Elle s’exprimait en marge d’une session de formation aux droits humains de cinq jours, à l’intention de 500 élèves agents de police de la 45ème promotion de l’Ecole nationale de police et de la formation permanente.
Les lieux de privation de liberté sont caractérisés par « les mauvaises conditions de prise en charge » des détenus qui sont incarcérés dans des endroits « exigus » où ils sont « en surnombre », a relevé l’ONLPL, estimant qu’une telle situation peut être qualifiée de « maltraitance ».
« La population carcérale est estimée à quelque 10.000 personnes pour 37 prisons à travers le pays »,renseigne-t-elle.
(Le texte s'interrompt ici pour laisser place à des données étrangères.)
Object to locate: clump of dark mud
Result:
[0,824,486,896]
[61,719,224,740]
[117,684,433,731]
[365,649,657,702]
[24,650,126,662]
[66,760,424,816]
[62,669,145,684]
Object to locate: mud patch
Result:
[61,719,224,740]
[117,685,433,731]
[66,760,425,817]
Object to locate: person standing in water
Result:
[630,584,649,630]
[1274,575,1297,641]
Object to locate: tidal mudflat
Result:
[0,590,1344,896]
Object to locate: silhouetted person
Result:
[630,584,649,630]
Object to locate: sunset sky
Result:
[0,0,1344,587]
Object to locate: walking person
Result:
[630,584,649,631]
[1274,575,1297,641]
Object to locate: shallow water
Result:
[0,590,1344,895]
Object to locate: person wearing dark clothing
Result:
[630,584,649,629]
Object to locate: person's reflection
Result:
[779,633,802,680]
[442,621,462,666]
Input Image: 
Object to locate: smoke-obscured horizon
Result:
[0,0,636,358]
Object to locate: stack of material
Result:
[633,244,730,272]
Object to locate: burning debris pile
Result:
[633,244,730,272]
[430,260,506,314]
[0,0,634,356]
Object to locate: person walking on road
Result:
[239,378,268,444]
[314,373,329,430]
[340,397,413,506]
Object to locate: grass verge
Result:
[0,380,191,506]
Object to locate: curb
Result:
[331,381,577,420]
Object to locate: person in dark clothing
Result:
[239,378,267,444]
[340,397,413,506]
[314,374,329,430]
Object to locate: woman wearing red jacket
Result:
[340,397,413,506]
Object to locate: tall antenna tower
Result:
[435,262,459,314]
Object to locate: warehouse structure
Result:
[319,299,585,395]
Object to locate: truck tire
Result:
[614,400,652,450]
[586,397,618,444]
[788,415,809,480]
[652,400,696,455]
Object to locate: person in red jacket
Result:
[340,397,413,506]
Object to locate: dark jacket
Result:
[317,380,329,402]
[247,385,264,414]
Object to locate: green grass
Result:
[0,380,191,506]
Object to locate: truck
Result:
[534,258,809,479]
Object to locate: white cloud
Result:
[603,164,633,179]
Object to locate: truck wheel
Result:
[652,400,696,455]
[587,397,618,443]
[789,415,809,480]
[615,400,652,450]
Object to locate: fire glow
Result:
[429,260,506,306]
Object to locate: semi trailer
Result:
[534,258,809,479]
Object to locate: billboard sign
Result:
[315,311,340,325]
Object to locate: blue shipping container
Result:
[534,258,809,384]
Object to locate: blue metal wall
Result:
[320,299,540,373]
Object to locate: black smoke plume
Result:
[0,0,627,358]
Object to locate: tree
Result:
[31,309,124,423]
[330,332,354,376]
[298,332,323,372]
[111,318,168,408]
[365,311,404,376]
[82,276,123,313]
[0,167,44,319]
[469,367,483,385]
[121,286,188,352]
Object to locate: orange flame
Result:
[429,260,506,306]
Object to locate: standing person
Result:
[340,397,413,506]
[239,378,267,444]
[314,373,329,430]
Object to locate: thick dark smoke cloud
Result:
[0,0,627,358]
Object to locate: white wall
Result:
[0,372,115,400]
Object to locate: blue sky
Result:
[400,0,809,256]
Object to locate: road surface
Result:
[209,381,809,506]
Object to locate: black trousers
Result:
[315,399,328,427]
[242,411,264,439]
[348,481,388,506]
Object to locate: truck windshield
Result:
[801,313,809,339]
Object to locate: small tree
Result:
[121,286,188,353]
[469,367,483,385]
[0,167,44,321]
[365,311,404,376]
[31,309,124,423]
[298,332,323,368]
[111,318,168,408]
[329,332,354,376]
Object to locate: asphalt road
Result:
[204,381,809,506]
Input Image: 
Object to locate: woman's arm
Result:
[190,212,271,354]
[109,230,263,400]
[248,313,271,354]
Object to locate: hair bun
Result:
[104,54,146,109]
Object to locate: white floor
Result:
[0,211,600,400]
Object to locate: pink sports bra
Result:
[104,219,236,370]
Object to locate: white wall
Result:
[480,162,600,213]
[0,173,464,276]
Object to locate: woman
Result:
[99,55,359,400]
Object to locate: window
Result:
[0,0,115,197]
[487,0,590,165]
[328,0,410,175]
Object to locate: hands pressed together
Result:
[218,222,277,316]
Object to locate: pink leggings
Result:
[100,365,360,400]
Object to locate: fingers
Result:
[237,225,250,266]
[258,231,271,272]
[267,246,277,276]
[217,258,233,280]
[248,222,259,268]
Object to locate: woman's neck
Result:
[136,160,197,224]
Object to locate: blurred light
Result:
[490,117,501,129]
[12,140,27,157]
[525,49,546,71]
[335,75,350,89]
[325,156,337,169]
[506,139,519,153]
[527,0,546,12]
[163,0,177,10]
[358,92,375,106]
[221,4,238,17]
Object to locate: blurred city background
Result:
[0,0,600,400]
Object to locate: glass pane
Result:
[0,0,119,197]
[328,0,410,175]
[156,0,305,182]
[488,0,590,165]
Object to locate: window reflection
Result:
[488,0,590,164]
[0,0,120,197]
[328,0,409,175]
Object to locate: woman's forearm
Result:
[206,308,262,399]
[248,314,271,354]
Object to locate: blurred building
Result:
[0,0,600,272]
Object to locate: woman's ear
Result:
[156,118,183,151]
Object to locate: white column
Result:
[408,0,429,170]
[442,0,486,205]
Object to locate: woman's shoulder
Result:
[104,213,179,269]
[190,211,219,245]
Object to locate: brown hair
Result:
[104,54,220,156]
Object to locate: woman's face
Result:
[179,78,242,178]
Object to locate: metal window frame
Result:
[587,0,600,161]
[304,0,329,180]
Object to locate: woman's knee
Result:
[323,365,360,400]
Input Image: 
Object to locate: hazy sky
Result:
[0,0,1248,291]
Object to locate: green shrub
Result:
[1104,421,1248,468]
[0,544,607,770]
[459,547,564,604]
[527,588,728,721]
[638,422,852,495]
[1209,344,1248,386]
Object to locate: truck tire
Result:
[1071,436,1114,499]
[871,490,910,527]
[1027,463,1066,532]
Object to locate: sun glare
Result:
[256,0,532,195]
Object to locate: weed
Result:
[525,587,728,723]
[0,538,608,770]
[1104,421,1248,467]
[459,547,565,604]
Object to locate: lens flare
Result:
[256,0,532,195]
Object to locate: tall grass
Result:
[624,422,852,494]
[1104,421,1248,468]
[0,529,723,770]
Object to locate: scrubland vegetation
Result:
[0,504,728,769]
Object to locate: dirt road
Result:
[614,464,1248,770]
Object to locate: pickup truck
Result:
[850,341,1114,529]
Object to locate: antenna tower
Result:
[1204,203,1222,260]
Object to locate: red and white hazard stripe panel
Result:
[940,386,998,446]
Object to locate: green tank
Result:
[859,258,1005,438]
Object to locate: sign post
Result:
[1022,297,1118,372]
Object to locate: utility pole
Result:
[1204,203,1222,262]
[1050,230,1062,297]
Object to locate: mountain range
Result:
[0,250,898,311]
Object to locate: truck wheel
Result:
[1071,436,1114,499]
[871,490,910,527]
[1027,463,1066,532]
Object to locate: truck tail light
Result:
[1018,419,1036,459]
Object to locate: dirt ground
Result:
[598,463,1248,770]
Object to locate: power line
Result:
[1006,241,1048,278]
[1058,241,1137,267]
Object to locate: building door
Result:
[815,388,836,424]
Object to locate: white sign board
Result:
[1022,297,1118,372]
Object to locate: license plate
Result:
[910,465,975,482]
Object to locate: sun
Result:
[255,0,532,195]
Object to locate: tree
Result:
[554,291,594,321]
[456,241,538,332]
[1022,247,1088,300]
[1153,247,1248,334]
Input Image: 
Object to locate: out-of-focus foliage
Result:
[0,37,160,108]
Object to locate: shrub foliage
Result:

L’ONLPL avec des magistrats des quatre ressorts du pays Kaolack, Saint-Louis, Ziguinchor Dakar, a organisé des ateliers de formation pour essayer de trouver des voies et moyens pouvant éviter le décernement systématique des mandats de dépôt. Ensemble, les deux parties « ont revisité les textes et remis au goût du jour les peines alternatives. Dans cette optique, le ministre de la Justice avait aussi invité les magistrats lors de la conférence des parquets, à « essayer d’éviter de décerner systématiquement les mandats de dépôt pour de petits délits » qui peuvent être réglés autrement, a ajouté l’Observateur des lieux de privation de liberté.
L’absence d’adresse, de domiciliation régulière ou de représentation juridique, sont autant d’obstacles à la mise en liberté provisoire de certains détenus, avec les risques de fuite du prévenu. D’où la nécessité de résoudre en amont, un ensemble de problèmes, avant d’arriver à l’exécution des peines alternatives.
Josette Marceline Lopez Ndiaye, comme exemples de peines alternatives, a cité le contrôle judiciaire par lequel il est demandé à un petit délinquant de venir chaque semaine émarger.